THE number of fatalities from traffic accidents is up from last year according to a temporary report from the Ministry of Interior, officials say.
"This year, traffic accident fatalities increased by 1.8 percent from last year," Keo Savin, department chief of land transportation at the Ministry of Public works, told the Post on Thursday, emphasising that these are only interim results.
According to the report, 1,545 people died in road accidents in 2007 compared with 1,572 deaths in 2008 to date.
"We always cooperate with NGOs, private companies, the public sector and citizens in order to reduce traffic accidents, and we usually broadcast to all people about the traffic law, but some of them don't care," said Keo Savin.

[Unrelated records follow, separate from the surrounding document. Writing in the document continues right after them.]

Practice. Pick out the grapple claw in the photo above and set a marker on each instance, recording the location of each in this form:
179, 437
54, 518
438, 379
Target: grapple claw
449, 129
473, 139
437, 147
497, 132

He said the overwhelming majority of fatalities were due to people not wearing helmets and driving drunk.
"In Cambodia, only 24 percent [of motorists] wear helmets," said Keo Savin, adding that "the accidents usually happen at nighttime because of the many drunken drivers".
Meas Channy, traffic safety officer at Handicap International, said the first seven months of 2007 saw 16,352 accidents, compared with 14,213 cases in the same period this year, according to Handicap International figures.
"However, the number of people who died in road accidents has increased.... More than four people now die on Cambodian roads each day," Meas Channy said.
"It is necessary for drivers to respect the traffic laws and drive carefully. If everybody can do that, the traffic accident fatalities will decline.
"I think that traffic police have to broadcast traffic laws and practice safe driving because not all people know and understand [the laws]."